Sacramento Area Attorney Indicted for Filing False Tax Returns
SACRAMENTO, Calif. — A federal grand jury returned an indictment today against Scott Norris Johnson, 57, of Carmichael, charging him with three counts of making and subscribing a false tax return, U.S. Attorney McGregor W. Scott and Principal Deputy Assistant Attorney General Richard E. Zuckerman of the Justice Department’s Tax Division announced.
According to the indictment, Johnson owned and operated Disabled Access Prevents Injury Inc. (DAPI), a legal services corporation. First using DAPI, and later using a law firm, Johnson filed thousands of lawsuits in the Eastern District of California and elsewhere. Johnson named himself as the plaintiff in the lawsuits and made claims under the Americans with Disabilities Act of 1990, the California Disabled Persons Act, and the California Unruh Civil Rights Act.
Under the Small Business Job Protection Act of 1996, payments related to lawsuit settlements or awards are taxable unless they were paid on account of personal physical injury or physical sickness.
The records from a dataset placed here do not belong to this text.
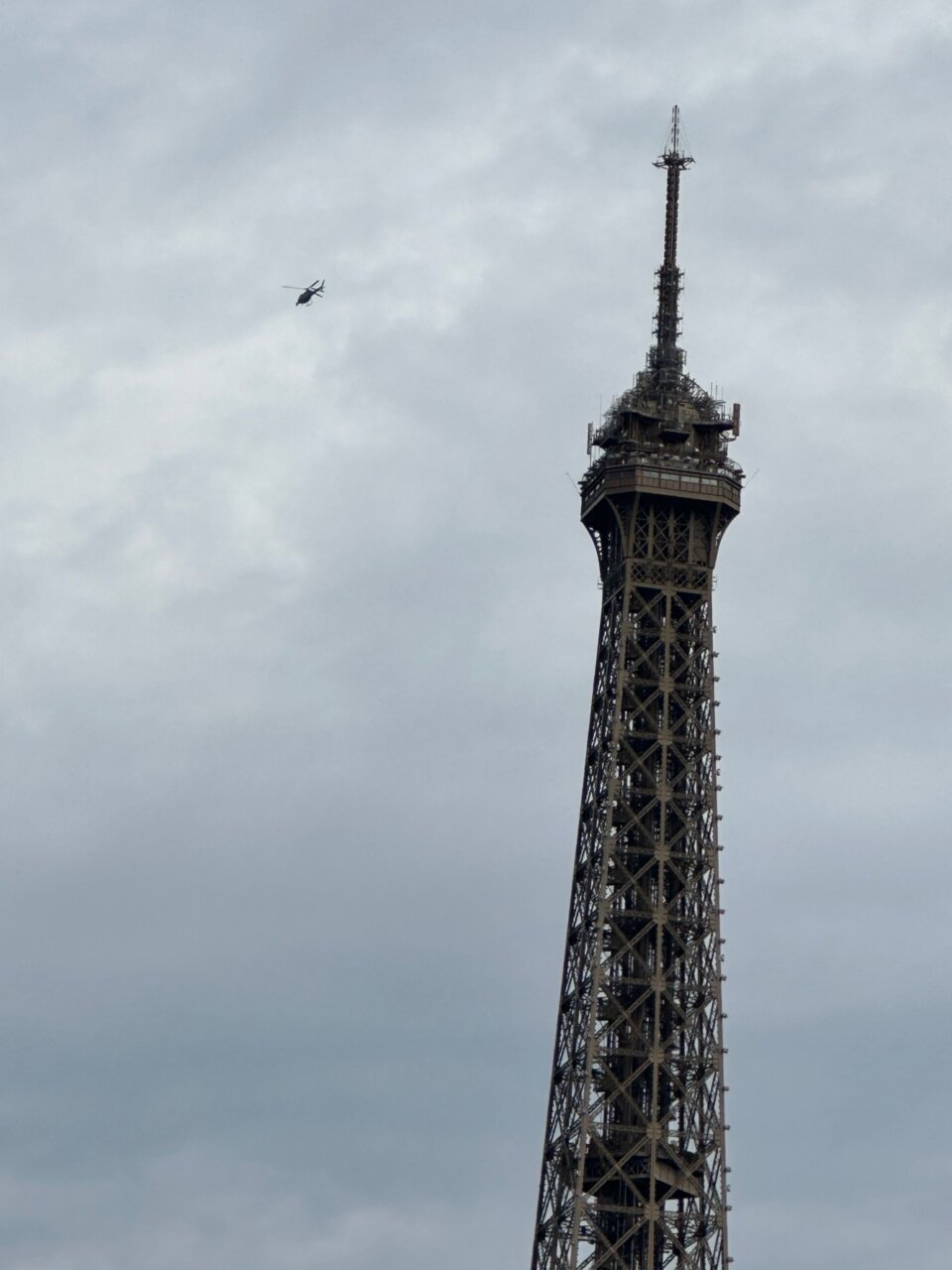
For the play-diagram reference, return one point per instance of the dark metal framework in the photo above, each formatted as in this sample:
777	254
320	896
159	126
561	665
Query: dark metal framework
634	1173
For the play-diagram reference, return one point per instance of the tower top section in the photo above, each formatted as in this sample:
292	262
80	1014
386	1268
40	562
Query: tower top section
665	414
666	358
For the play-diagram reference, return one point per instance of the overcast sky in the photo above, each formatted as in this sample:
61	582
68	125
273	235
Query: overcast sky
298	619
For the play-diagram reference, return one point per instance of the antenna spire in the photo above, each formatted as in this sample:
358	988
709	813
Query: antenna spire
665	357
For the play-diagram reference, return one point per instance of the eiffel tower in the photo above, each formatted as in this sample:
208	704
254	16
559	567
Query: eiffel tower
634	1173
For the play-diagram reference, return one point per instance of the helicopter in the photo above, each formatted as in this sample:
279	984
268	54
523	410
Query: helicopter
307	294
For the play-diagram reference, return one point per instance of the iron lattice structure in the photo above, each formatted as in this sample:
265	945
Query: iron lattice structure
634	1173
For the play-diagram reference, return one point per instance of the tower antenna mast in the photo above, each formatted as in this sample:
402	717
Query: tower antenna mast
665	358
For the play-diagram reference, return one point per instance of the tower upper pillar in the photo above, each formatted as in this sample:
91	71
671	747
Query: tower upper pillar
665	357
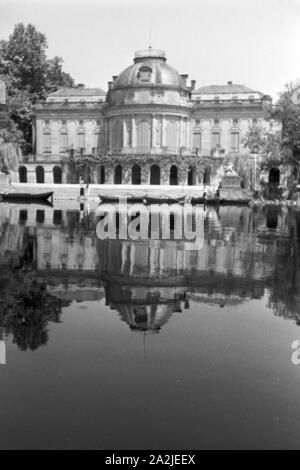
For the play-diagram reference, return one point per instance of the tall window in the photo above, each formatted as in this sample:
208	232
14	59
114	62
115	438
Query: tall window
235	141
63	142
23	174
40	174
197	141
57	175
81	140
216	138
47	142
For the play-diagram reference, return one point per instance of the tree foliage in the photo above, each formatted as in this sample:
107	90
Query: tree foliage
288	112
29	76
265	141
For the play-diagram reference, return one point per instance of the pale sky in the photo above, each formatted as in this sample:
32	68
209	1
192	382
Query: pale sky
255	43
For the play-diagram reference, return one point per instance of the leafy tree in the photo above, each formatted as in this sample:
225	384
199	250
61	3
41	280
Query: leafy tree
287	111
29	75
266	141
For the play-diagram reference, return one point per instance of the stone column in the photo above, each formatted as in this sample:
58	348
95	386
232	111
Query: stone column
152	131
180	132
187	134
109	175
110	134
163	131
133	132
124	133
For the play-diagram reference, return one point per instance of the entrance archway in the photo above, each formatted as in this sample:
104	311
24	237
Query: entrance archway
57	175
101	175
118	174
173	175
274	176
136	174
191	176
40	174
22	174
206	176
155	174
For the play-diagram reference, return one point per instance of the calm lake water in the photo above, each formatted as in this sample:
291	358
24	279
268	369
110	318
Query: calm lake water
116	344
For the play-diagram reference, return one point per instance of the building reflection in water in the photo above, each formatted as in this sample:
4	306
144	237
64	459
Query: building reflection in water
50	258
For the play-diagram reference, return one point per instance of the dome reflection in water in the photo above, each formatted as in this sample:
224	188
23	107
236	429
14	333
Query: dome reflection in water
203	336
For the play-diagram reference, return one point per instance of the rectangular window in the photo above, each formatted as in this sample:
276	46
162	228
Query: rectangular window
81	140
216	138
235	140
197	141
47	142
63	142
97	139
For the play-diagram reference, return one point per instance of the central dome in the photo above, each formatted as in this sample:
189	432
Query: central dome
149	69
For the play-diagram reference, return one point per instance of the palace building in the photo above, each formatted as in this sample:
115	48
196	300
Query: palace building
150	127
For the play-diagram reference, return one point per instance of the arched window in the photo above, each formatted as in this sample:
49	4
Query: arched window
206	176
101	175
155	174
57	175
173	175
144	73
136	174
143	136
172	134
22	174
274	176
57	217
191	176
40	174
118	174
40	216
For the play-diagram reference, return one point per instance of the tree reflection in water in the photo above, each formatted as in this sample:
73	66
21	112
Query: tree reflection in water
246	253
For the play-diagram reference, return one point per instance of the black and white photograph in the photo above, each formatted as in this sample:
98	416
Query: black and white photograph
150	227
Johnson, however, allegedly materially underreported the taxable income he received from lawsuit settlements and awards on his income tax returns for tax years 2012, 2013, and 2014. By understating his income on his tax returns, Johnson and DAPI paid little to no income tax for tax years 2012, 2013 and 2014.
This case is the product of an investigation by the Internal Revenue Service Criminal Investigation. Assistant U.S. Attorney Katherine T. Lydon and Trial Attorney Tim Russo of the Tax Division are prosecuting the case.
If convicted, Johnson faces a maximum statutory penalty of three years in prison and a $250,000 fine for each count. Any sentence, however, would be determined at the discretion of the court after consideration of any applicable statutory factors and the Federal Sentencing Guidelines, which take into account a number of variables. The charges are only allegations; the defendant is presumed innocent until and unless proven guilty beyond a reasonable doubt.